M. le président. La parole est à M. François Brottes, pour le groupe socialiste, radical, citoyen et divers gauche.

M. François Brottes. Je comprends que notre collègue Dionis du Séjour soit gêné quand on en revient à l'essentiel. Et je remercie Christian Bataille de nous y avoir ramenés.

Notre rapporteur, M. Lenoir, nous a dit tout à l'heure qu'il était bon que ce texte soit défendu ici par le secrétaire d'État chargé de la consommation et non par le ministre de l'énergie. Il faudrait d'ailleurs qu'il me donne le nom du ministre de l'énergie, parce que dans ce gouvernement, il y a au moins trois ou quatre ministres qui s'en occupent.

M. Frédéric Lefebvre. C'est la preuve que c'est une priorité du Gouvernement !

M. Jean-Charles Taugourdeau. Ils sont tous énergiques !

M. François Brottes. Du coup, on ne sait pas qui s'en occupe réellement. M. Borloo ? Mme Lagarde ? M. Novelli ? Enfin bref, nous n'avons toujours pas compris.

En tout état de cause, M. Bataille le disait à l'instant, les prix et les tarifs, s'ils constituent un élément du débat, ne sauraient être le seul aspect à faire entrer en ligne de compte. C'est voir les choses par le petit bout de la lorgnette. La question majeure est celle de l'avenir énergétique de ce pays, et donc celle de la qualité et de la continuité du service rendu à l'ensemble des consommateurs.

Quel est le contexte de cette proposition de loi ? Ce sont les efforts que vous faites pour rassurer les consommateurs. Selon les uns, la concurrence va tout résoudre – c'est le discours de M. Dionis du Séjour. Quant aux autres, ils nous disent en substance : « Nous allons maintenir un tarif réglementé. Donc, soyez rassurés, tout va bien se passer. »

En réalité, ce que nous reprochons à votre initiative, c'est l'illusion qu'elle crée, c'est l'hypocrisie dans laquelle elle se situe. Le contexte, tout le monde l'a bien entendu – ce sont les conclusions du Grenelle de l'environnement –, c'est l'idée selon laquelle il est inévitable que le prix de l'énergie augmente. En somme, nous ne pouvons pas faire autrement. Comme si c'était le postulat de base, face auquel on ne pouvait rien faire. Pourtant, quand il s'agit d'énergie nucléaire, ou des énergies renouvelables d'un autre type, le problème ne se pose pas de la même manière, puisque le pétrole n'est pas concerné.

Notre collègue Dionis du Séjour, pourtant un fin expert dans ce domaine, a oublié que l'électricité ne se stockait pas, de sorte qu'elle ne peut pas être un bien comparable à beaucoup d'autres. En tout état de cause, cela pose des problèmes de gestion de stock. Du coup, les marchés ne peuvent pas être organisés de la même façon, et il convient d'adopter une approche prudentielle.
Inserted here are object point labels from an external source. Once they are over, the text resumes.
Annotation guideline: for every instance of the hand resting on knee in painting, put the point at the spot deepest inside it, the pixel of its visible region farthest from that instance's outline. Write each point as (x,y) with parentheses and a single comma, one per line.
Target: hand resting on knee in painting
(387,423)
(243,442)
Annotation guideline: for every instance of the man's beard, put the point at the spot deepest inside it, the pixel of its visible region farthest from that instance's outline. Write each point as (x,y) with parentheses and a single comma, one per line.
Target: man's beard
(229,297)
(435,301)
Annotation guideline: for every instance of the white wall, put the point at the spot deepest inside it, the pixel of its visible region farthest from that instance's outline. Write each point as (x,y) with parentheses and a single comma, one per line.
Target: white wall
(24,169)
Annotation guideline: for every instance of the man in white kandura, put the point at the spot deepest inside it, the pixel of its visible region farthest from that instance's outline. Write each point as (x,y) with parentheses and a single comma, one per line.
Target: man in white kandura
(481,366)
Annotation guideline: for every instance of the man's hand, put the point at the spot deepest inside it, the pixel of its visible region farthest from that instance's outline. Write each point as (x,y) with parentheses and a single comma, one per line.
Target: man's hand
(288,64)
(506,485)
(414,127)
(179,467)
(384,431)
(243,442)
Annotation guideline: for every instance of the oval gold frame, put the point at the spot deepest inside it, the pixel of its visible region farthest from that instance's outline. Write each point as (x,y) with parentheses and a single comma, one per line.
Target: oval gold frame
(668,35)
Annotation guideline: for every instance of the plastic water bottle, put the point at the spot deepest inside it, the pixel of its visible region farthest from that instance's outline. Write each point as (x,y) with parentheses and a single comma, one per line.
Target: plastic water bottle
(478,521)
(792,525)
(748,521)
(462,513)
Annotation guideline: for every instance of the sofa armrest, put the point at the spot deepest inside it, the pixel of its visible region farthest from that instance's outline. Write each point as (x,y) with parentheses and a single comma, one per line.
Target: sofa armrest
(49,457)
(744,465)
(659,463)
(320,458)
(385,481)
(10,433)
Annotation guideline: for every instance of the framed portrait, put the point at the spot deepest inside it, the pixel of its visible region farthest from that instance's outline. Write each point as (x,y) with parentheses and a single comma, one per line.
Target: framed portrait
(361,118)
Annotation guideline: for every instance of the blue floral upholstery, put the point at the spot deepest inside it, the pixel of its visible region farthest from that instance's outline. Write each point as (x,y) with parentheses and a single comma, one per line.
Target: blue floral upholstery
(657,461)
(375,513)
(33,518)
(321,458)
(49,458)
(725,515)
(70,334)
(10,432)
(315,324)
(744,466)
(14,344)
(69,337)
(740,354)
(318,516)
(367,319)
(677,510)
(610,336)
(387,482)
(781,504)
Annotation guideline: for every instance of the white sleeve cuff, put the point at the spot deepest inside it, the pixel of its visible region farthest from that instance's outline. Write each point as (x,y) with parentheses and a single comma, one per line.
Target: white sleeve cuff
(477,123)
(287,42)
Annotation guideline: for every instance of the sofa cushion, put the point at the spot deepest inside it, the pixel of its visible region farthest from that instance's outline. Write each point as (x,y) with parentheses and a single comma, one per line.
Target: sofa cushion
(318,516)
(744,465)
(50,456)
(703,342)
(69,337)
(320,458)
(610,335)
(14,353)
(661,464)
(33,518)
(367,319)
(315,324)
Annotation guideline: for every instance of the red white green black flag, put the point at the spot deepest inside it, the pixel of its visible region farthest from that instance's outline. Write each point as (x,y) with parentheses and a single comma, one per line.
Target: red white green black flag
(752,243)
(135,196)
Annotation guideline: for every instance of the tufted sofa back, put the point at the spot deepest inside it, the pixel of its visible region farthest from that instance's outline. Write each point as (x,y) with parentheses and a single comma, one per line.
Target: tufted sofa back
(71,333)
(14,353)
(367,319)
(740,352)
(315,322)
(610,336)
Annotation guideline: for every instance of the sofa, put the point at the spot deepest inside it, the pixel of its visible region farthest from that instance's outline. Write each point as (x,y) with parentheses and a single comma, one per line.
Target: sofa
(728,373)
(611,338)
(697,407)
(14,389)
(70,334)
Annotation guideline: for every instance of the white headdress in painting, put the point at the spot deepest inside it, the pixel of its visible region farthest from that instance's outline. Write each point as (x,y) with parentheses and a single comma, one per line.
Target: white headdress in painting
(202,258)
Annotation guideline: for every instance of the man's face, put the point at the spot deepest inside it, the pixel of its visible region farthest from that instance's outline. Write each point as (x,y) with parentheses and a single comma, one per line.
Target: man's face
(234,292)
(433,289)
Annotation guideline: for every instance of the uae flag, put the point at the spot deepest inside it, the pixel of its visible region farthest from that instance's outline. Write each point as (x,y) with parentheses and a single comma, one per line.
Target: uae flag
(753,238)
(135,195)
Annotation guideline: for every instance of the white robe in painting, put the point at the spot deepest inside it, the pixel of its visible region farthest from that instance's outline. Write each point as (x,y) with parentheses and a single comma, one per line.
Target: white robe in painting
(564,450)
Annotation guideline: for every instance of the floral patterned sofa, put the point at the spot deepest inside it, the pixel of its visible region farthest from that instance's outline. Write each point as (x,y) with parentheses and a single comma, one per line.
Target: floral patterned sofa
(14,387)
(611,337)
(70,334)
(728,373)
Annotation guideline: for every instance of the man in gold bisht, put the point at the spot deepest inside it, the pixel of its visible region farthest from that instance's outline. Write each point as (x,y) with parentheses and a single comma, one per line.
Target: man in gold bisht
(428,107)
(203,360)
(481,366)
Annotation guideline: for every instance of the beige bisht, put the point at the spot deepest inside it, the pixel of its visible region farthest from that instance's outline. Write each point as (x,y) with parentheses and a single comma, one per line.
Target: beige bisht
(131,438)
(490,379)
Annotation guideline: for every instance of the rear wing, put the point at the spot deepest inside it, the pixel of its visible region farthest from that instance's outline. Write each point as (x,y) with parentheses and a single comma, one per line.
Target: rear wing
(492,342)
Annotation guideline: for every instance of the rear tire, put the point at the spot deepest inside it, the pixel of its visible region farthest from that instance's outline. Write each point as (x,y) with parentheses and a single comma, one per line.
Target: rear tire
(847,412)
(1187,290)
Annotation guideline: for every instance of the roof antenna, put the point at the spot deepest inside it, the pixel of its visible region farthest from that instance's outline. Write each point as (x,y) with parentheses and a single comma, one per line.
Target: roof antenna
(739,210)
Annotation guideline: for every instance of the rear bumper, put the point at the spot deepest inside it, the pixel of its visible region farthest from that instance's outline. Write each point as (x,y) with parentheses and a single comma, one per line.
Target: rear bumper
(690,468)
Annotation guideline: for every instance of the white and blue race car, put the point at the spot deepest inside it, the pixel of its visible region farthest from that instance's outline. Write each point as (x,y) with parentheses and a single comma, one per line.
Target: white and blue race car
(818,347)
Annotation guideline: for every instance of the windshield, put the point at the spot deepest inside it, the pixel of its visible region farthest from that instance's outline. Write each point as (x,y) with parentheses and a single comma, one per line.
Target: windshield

Que dit-on aujourd'hui au consommateur ? « De toute façon, le prix de l'énergie va augmenter, on n'y peut rien ». Je pense, moi, comme Christian Bataille et quelques autres, que nous y pouvons quelque chose.

Qu'organisez-vous ? La guerre fratricide entre Gaz de France et EDF. Les deux ont le même fichier clients. Dans les mois à venir, tarifs réglementés ou pas, ils vont se livrer à une concurrence extrêmement rude, qui, au bout du compte, va pénaliser les consommateurs. Parce qu'il faudra que chacun puisse gagner sa vie, et surtout, donner à l'État, chaque année, les milliards de dividendes qu'il attend pour boucher les trous du budget. D'où, mécaniquement, une augmentation des prix du marché fixés par EDF ou GDF, ou même des prix réglementés décidés par le ministre. C'est évident.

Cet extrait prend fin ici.